The Liquid Crystal Displays (LCDs) are a type of flat panel display that uses liquid crystals for operation. They are relatively old technology but can be seen in clocks, laptops, computers, calculators, dashboards, and other electronic projects and devices because of their advantages over newer types of displays, including low power, low cost, and readability. Digital LCD watches are quite popular and generally preferred due to their long battery life. David Johnson-Davies recently posted his Low Power LCD Clock in his blog post where he made a very low-power LCD clock, based on an AVR128DA48, capable of running for over three years from a CR2032 button cell or forever from a solar cell.

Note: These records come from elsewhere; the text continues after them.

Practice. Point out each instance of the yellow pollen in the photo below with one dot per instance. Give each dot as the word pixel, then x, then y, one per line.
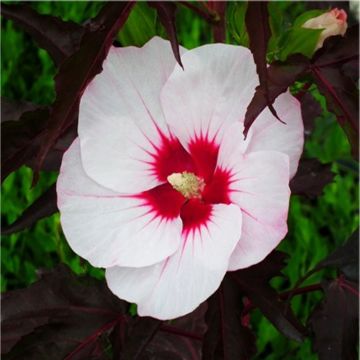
pixel 188 184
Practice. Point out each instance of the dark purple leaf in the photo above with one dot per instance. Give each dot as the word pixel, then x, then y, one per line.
pixel 59 38
pixel 258 29
pixel 140 334
pixel 335 321
pixel 254 282
pixel 42 207
pixel 166 12
pixel 311 178
pixel 341 91
pixel 226 337
pixel 338 50
pixel 57 316
pixel 280 76
pixel 218 8
pixel 20 139
pixel 22 135
pixel 342 99
pixel 310 110
pixel 78 70
pixel 180 338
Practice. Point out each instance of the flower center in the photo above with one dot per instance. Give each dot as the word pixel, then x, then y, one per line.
pixel 187 183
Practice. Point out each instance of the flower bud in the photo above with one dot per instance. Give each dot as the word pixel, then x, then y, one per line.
pixel 333 22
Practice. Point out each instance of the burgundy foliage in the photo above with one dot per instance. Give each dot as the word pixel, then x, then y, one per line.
pixel 167 12
pixel 335 322
pixel 257 24
pixel 63 316
pixel 311 178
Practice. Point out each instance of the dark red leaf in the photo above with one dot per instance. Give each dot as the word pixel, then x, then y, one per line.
pixel 226 337
pixel 140 334
pixel 341 91
pixel 338 50
pixel 180 338
pixel 42 207
pixel 258 29
pixel 22 130
pixel 280 76
pixel 254 282
pixel 311 178
pixel 335 321
pixel 218 8
pixel 342 99
pixel 78 70
pixel 20 138
pixel 166 12
pixel 310 110
pixel 57 316
pixel 59 38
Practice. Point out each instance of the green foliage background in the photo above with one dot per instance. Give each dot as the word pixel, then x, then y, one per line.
pixel 316 227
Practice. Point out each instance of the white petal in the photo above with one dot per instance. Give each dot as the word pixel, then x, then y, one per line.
pixel 259 186
pixel 213 90
pixel 179 284
pixel 120 116
pixel 107 228
pixel 268 133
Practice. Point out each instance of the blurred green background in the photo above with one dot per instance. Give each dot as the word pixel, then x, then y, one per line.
pixel 316 227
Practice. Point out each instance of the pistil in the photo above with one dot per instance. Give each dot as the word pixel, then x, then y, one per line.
pixel 188 184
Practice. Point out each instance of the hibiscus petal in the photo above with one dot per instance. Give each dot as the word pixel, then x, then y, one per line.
pixel 259 185
pixel 121 124
pixel 179 284
pixel 270 134
pixel 213 90
pixel 110 229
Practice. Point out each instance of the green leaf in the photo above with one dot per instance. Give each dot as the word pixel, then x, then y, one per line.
pixel 300 20
pixel 236 22
pixel 299 41
pixel 140 26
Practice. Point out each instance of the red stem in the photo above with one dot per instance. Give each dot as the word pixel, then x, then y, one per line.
pixel 302 91
pixel 353 57
pixel 331 90
pixel 176 331
pixel 205 15
pixel 285 295
pixel 93 336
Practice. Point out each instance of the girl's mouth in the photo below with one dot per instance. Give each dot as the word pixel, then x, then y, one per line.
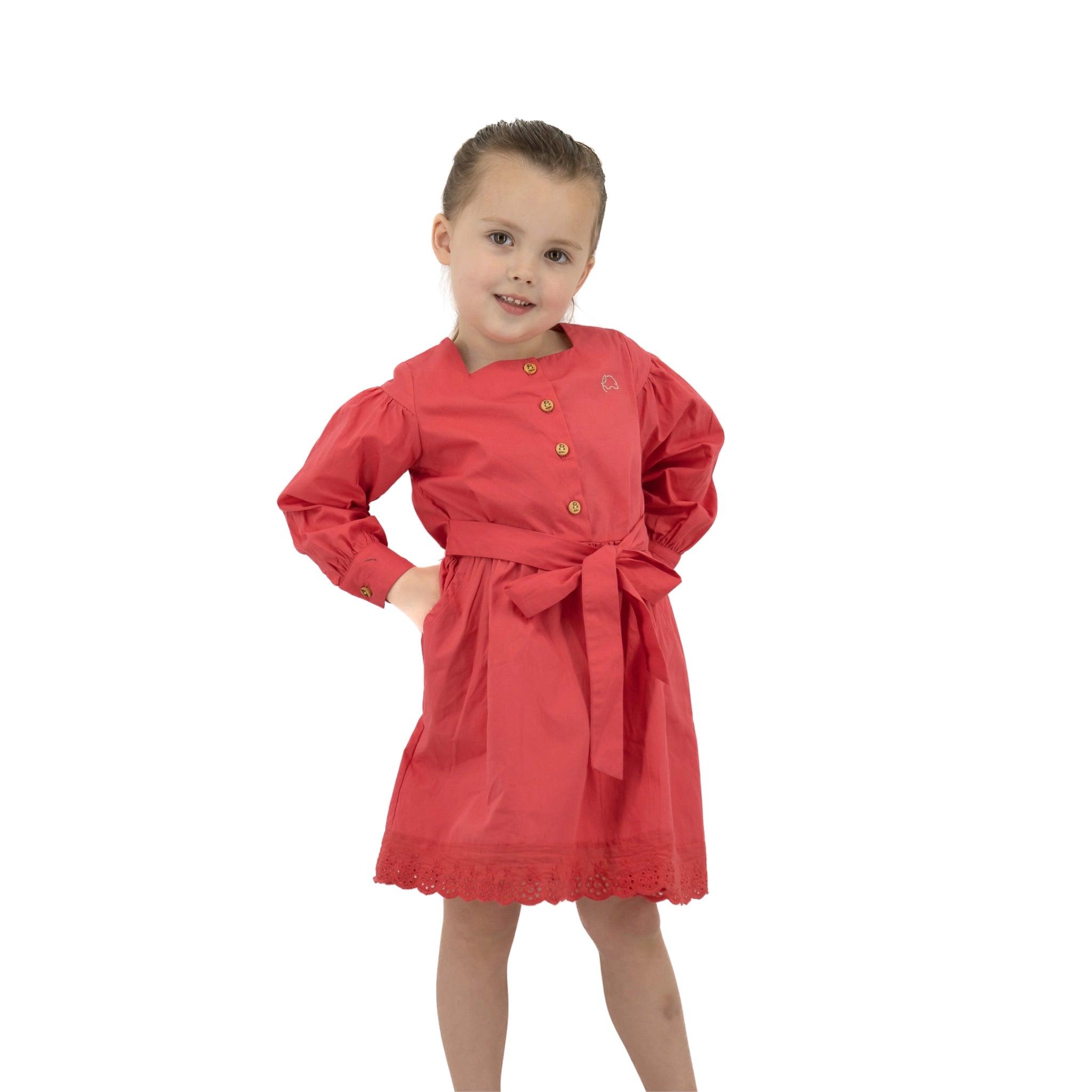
pixel 512 308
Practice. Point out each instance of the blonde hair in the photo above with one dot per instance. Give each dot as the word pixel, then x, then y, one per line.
pixel 535 143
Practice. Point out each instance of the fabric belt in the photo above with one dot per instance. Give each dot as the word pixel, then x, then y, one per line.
pixel 601 571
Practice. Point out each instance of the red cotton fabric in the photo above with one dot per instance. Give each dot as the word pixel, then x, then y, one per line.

David used Densitron DG-201208-RP standard LCD for this project. He says,
“I recently bought some Densitron LCD displays on eBay for a few pounds/dollars, and I’d been wanting to try building a low-power clock around them, to see just how low I could get the power consumption.”
The ones used are static displays that can be implemented with independent electrodes for each segment. On the other hand, multiplexed displays are usually implemented with pixels arranged as a matrix consisting of electrically connected rows on one side of the liquid crystal layer and columns on the other side. Each pixel can be activated by intersection. The static display requires 28 individual segment I/O pins, three decimal points, one for colon, and one/two common pin totaling 33-34 pins; plus, there can be some extra display like a minus sign, etc.
“There’s one catch; you can’t use a DC voltage to turn on the segments, because this would cause electrolysis to occur which would slowly degrade the display. The solution is to use AC by switching the polarity across the segment at a low frequency; 32Hz is usually recommended. Fortunately, this is easy to do in software.”
The processor used is an AVR128DA48 in a TQFP-48 package, running at up to 24 MHz and with 128 KB Flash, 16 KB SRAM, and 512 bytes of EEPROM in 48-pin packages. One can also use the lower memory version of these devices as well as ATmega4809 and its lower memory versions which are pin-compatible. David says that the only restriction is that the pins he has used for I2C, PF2 and PF3, only support slave I2C on the ATmega4809. It spends most of its time in sleep mode, for power saving and is turned On by a 64Hz interrupt from the RTC peripheral. The RTC peripheral also keeps time that is controlled by the onboard 32.768kHz crystal oscillator.
The clock also briefly shows the temperature every minute, using the AVR128DA48’s on-chip temperature sensor, and the battery voltage, by using the ADC to read its supply voltage. There is an I2C connection for connection of any other external sensors like the humidity sensor and others.
The clock can run on CR2032 coin cell. Or if you want to power it with a 3V solar panel, there are holes to allow you to fit a 5V supercapacitor in place of the coin cell.
Talking about the power consumption, with a 24MHz clock, it consumes 7.3uA. The CR2032 coin cell of 255mAh would last for about 3.5 years!